Monday, April 10, 2017

Cruelty of the Sub-Conscience MInd

The sub-conscience of the human mind is such an intriguing part of each of us as individuals. Everyone has something different going on in their mind and that turns into their own, very different dreams.

I had a terrible dream last night. A rather cruel one, too. I woke up anxious and depressed. I couldn't believe how terrible I had felt. I felt so helpless, so useless, and out of control. 
I'll go ahead and share with you what it was.

So, I don't remember everything about the dream, but I remember begging my mom for info. She's my only way to have contact with a person that I dearly care about and I haven't spoken to this person since December, I believe. But this whole dream is about her. 

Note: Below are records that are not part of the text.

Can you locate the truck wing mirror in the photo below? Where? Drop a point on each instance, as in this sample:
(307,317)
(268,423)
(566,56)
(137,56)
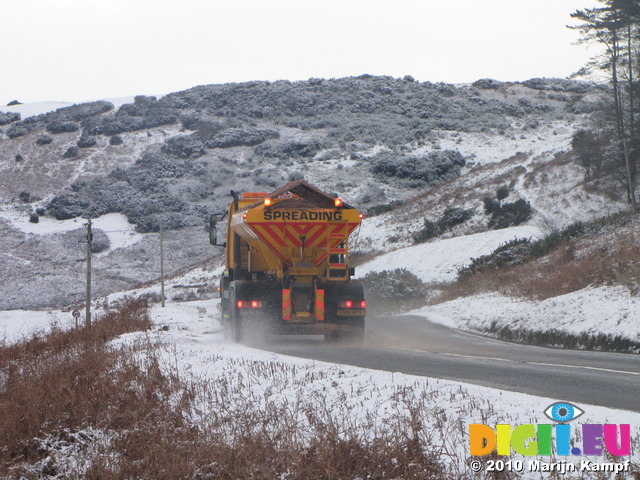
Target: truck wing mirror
(213,228)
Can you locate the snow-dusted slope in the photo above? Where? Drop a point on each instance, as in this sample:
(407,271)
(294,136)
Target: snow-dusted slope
(439,261)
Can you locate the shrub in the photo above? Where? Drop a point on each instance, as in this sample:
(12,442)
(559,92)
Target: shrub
(9,117)
(450,218)
(71,152)
(62,127)
(513,252)
(44,140)
(299,149)
(236,137)
(384,207)
(19,129)
(86,141)
(502,193)
(184,146)
(503,215)
(454,216)
(429,231)
(434,168)
(386,289)
(510,214)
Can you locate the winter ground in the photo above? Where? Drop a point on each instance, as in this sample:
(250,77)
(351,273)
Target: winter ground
(193,344)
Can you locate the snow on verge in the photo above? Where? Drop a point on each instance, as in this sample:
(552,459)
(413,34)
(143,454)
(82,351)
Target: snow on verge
(439,261)
(594,310)
(196,346)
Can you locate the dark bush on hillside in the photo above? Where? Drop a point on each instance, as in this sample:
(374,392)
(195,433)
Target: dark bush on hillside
(487,84)
(450,218)
(18,129)
(429,231)
(393,285)
(510,214)
(512,253)
(383,208)
(454,216)
(557,85)
(491,205)
(184,146)
(71,152)
(9,117)
(502,193)
(84,112)
(65,207)
(304,149)
(86,141)
(503,215)
(145,112)
(62,127)
(144,192)
(236,137)
(190,120)
(434,168)
(44,140)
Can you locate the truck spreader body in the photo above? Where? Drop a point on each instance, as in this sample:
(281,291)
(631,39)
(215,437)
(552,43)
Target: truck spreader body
(287,265)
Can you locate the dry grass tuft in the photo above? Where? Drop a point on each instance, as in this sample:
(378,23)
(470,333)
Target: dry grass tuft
(76,405)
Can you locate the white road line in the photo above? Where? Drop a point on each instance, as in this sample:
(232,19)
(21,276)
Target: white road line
(475,357)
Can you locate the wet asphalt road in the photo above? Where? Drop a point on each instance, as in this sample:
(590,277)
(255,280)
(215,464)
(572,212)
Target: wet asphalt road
(415,346)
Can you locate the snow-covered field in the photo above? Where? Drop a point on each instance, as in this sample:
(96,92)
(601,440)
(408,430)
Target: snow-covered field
(194,337)
(439,261)
(194,345)
(607,310)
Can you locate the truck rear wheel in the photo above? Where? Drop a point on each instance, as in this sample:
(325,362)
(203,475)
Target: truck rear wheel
(349,331)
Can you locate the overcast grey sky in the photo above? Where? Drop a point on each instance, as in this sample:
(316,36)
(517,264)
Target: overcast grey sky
(74,50)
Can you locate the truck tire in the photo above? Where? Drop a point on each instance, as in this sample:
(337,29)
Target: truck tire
(351,331)
(237,327)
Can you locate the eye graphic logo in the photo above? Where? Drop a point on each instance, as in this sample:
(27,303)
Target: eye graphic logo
(563,412)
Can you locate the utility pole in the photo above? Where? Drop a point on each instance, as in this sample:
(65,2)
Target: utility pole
(162,264)
(87,320)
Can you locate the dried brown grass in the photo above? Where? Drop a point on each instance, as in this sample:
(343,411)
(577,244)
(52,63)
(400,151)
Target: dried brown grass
(75,405)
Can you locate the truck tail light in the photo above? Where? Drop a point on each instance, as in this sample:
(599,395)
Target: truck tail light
(249,304)
(352,304)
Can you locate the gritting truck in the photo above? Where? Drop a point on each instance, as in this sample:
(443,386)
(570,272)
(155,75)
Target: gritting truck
(287,265)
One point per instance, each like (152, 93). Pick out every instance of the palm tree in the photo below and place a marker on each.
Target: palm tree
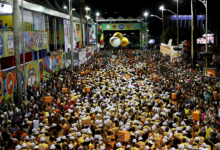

So, I kept begging my mom to let me talk to her, but Mom kept telling me that she hasn't had any sort of response from her. I continued to beg. She showed me that she hasn't responded to any of mom's texts messages or phone calls. They were all read and noted by this person, but no response. I took this as this person's way of saying that she wanted nothing more to do with me. This, of course, was devastating. I couldn't comprehend why she wouldn't want anything to do with me out of the pure blue. It just didn't add up. My tiny, little, teenage mind began to express this dissatisfaction through my writing. The characters I wrote about came alive, by only for a short amount of time before they disappeared. 

So, I began to look around on news sources for anything I could find on this person. To my luck, I did! I was so excited! I found a news paper article about her. Apparently the media was praising her because she had took her group of kids on a camping trip. (She's a teacher.) And I thought that was pretty cool and all. There's a gap after that, so I don't remember anything else after that exact moment. After the gap, however, two other people I know and I, all get a text message from my Teacher-Friend. She said that she "needs time to heal" and "not to talk to her until April 28". I forget what else had happened here, but all I could remember was being petrified that I couldn't help her; that I couldn't save her.